The rank () function in R is used to compute the ranks of the elements present in a vector. The rank of an element is the position in a sorted order. Syntax to use the rank function.

R




# Example vector
scores <- c(80, 95, 80, 72, 90)
 
# Using rank with default ties.method ("average")
ranked_scores <- rank(scores)
 
# Display the result
cat("Original Scores:", scores, "\n")
cat("Ranked Scores:", ranked_scores, "\n")


OUTPUT:

Original Scores: 80 95 80 72 90 

Ranked Scores: 2.5 5 2.5 1 4 

The tied values (80 in this case) received an average rank of 2.5.

Additional Parameters

the na.last parameter in this function specifies if we want to place NA values at the last or not. This helps in dealing with the missing values of the function

R




# Handling missing values
scores_with_na <- c(80, 95, NA, 72, 90)
ranked_scores_with_na <- rank(scores_with_na, na.last = TRUE)
scores_with_na
ranked_scores_with_na


Output:

[1] 80 95 NA 72 90

[1] 2 4 5 1 3

Ties Handling

We can use the ties.method to specify how we want to handle the rank.

R




scores <- c(80, 95, 80, 72, 90)
 
# Using rank with different ties.method options
ranked_scores_first <- rank(scores, ties.method = "first")
ranked_scores_last <- rank(scores, ties.method = "last")
ranked_scores_random <- rank(scores, ties.method = "random")
 
# Display the results
cat("Ranked Scores (First):", ranked_scores_first, "\n")
cat("Ranked Scores (Last):", ranked_scores_last, "\n")
cat("Ranked Scores (Random):", ranked_scores_random, "\n")


Output:

[1] 80 95 80 72 90

Ranked Scores (First): 2 5 3 1 4 

Ranked Scores (Last): 3 5 2 1 4 

Ranked Scores (Random): 3 5 2 1 4 
  1. ranked_scores_first <- rank(scores, ties.method = "first"): This line ranks the scores using the “first” method for handling tied ranks.
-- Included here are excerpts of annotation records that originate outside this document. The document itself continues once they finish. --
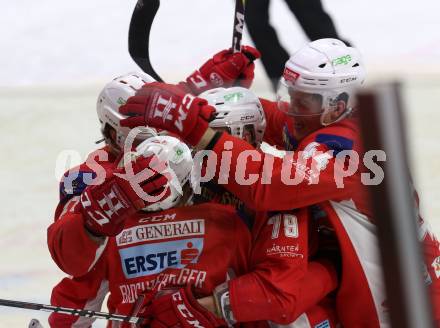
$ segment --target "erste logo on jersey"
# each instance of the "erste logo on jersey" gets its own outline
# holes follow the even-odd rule
[[[203,238],[190,238],[124,248],[119,255],[124,275],[130,279],[197,263],[202,250]]]

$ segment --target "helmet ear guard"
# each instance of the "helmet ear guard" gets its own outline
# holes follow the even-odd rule
[[[130,132],[129,128],[120,126],[120,121],[126,116],[119,113],[119,107],[124,105],[128,98],[134,96],[145,83],[151,82],[155,80],[146,73],[128,73],[107,83],[98,96],[96,111],[101,124],[101,133],[105,142],[118,151],[123,150],[125,139]],[[116,132],[114,138],[109,134],[110,128]],[[152,136],[151,131],[151,128],[140,131],[138,138],[143,140]]]
[[[245,139],[259,147],[266,129],[266,117],[258,97],[242,87],[216,88],[203,92],[199,97],[206,99],[216,110],[209,126],[226,130],[231,135]]]
[[[299,114],[292,110],[292,93],[321,95],[321,123],[335,123],[352,112],[355,106],[354,94],[364,79],[364,65],[355,48],[337,39],[313,41],[287,61],[277,92],[278,108],[296,116]],[[334,116],[331,113],[338,110],[338,102],[344,102],[346,110],[329,120],[329,117]]]

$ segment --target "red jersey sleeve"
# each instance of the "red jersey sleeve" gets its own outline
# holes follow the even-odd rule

The “first” method assigns the same rank to tied values based on their order of appearance in the vector.
  2. ranked_scores_last <- rank(scores, ties.method = "last"): This line ranks the scores using the “last” method for handling tied ranks. The “last” method assigns the same rank to tied values based on their last occurrence in the vector.
  3. ranked_scores_random <- rank(scores, ties.method = "random"): This line ranks the scores using the “random” method for handling tied ranks. The “random” method randomly assigns ranks to tied values.

Conclusion

In this article, we understood how to use rank, sort, and order functions in R with the help of different examples. We explored how these functions make data handling and manipulation easier.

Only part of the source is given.